Léopold, assurément, présente «un mélange de platitude et d'extravagance, mais en lui le passé était plein de vitalité» et c'est encore «en lui, comme des plus vieilles couches de la sensibilité et du tuf [Bernanos encore !] éternel de l'homme, [que] jaillissent des sources quasi taries» (p. 172). Ce «quelque chose d'antique» a tout intérêt à être maîtrisé par l’Église pesant de tout le poids de son autorité et de «toutes les forces de la hiérarchie échelonnées jusqu'à Rom» (p. 237), institution vers laquelle ne semble guère aller la sympathie profonde de l'écrivain Maurice Barrès, bien conscient qu'ils ne reviendront jamais, «les siècles de jadis» et que s'ils «sont blottis, tout fatigués et dénaturés contre nos âmes, et que dans un cri, dans un mot, dans un chant sacré, ils se lèvent d'un cœur sonore», alors ce sont tous les cœurs qui «en seraient bouleversés» (p. 232).

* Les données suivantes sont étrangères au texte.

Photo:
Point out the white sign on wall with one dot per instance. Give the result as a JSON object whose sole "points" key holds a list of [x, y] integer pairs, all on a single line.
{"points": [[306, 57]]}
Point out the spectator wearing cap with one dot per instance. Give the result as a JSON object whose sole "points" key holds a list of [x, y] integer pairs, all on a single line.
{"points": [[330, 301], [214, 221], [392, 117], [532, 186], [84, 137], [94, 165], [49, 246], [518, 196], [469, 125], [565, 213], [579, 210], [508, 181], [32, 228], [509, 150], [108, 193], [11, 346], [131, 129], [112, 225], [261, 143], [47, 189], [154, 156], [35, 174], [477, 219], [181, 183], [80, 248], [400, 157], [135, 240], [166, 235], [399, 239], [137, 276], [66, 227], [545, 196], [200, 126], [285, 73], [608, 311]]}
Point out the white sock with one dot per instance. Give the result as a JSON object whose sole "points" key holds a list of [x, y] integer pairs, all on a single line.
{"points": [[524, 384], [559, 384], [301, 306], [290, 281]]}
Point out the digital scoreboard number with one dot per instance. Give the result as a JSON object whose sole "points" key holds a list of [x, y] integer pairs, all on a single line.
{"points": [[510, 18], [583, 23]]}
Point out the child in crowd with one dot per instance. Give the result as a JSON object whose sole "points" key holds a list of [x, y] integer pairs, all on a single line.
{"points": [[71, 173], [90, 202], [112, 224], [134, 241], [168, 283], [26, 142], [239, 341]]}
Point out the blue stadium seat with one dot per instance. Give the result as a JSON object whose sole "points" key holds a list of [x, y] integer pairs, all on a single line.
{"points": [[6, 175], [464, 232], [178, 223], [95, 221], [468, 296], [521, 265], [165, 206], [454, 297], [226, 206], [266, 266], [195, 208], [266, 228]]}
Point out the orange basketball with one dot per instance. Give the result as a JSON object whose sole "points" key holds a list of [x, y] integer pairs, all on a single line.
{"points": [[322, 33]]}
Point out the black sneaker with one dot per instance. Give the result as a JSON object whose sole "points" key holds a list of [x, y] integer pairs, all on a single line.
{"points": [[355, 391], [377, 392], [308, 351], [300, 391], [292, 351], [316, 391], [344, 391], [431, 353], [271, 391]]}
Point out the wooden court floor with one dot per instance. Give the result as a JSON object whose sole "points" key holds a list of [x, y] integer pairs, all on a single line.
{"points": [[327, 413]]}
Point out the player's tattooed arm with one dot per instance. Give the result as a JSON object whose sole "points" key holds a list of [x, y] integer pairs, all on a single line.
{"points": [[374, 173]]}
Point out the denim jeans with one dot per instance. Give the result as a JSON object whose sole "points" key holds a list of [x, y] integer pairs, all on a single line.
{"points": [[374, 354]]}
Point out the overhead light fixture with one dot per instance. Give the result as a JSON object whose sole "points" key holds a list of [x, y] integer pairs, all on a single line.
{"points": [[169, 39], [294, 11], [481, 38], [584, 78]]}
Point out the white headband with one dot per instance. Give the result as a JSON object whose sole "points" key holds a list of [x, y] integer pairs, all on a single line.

La question essentielles demeure, à mon sens du moins, posée, que nous pourrions figurer par cette alternative moins sommaire qu'il n'y paraît : est-ce que nous assistons à un mouvement de balancier finalement assez naturel en constatant la cavalcade furieuse des forces anciennes, qu'importe que pèse sur elles le couvercle du dogme chrétien, ou bien est-ce parce que la colline inspirée trône depuis longtemps déjà sur une paroisse morte, comme l'illustre le personnage de Léopold Baillard qui lui-même, nous dit Barrès, expérimente une lente dissolution de son christianisme que, «du fond de son être montent de vagues formes, tous les débris d'un monde» (p. 234) et que s'animent, comme le mouvement d'un «long serpent dont la tête s'avance et qui se coupe, disparaît par fractions dans les granges et les portes cochères, aussitôt refermées, sans que la marche de l'ensemble soit arrêtée un moment» (p. 241), «des parties obscures de l'âme» (p. 248), quelques signes néfastes de «l'attrait de ces régions délaissées qui subsistent toujours au fond de nos cœurs et de ces rêves brouillés auxquels personne aujourd'hui, dans notre monde intellectuel, ne donne plus de sens ni de voix» (pp. 261-2) ? Parier sur la première hypothèse serait affirmer que, en dépit de tant de coups, parfois rudes, reçus, la forteresse chrétienne tient encore à peu près debout, alors que le fait de privilégier la seconde interprétation, ce serait admettre que Barrès, comme plus tard Bernanos dans Monsieur Ouine a plus ou moins obscurément senti la vitalité nouvelle, peut-être même jamais réellement perdue mais atténuée pendant les siècles durant lesquels l’Église a étendu son rigide royaume terrestre, du Grand Dieu Pan célébré par Arthur Machen. Quelque confrontation plus poussée entre La Colline inspirée et le dernier roman de Bernanos pourrait, sur ce point d'une résurgence d'une «atmosphère magique, encore accrue par le thème énigmatique exhalé de la fosse d'où venait de surgir le petit dieu inconnu» (p. 236), devrait sans doute être menée.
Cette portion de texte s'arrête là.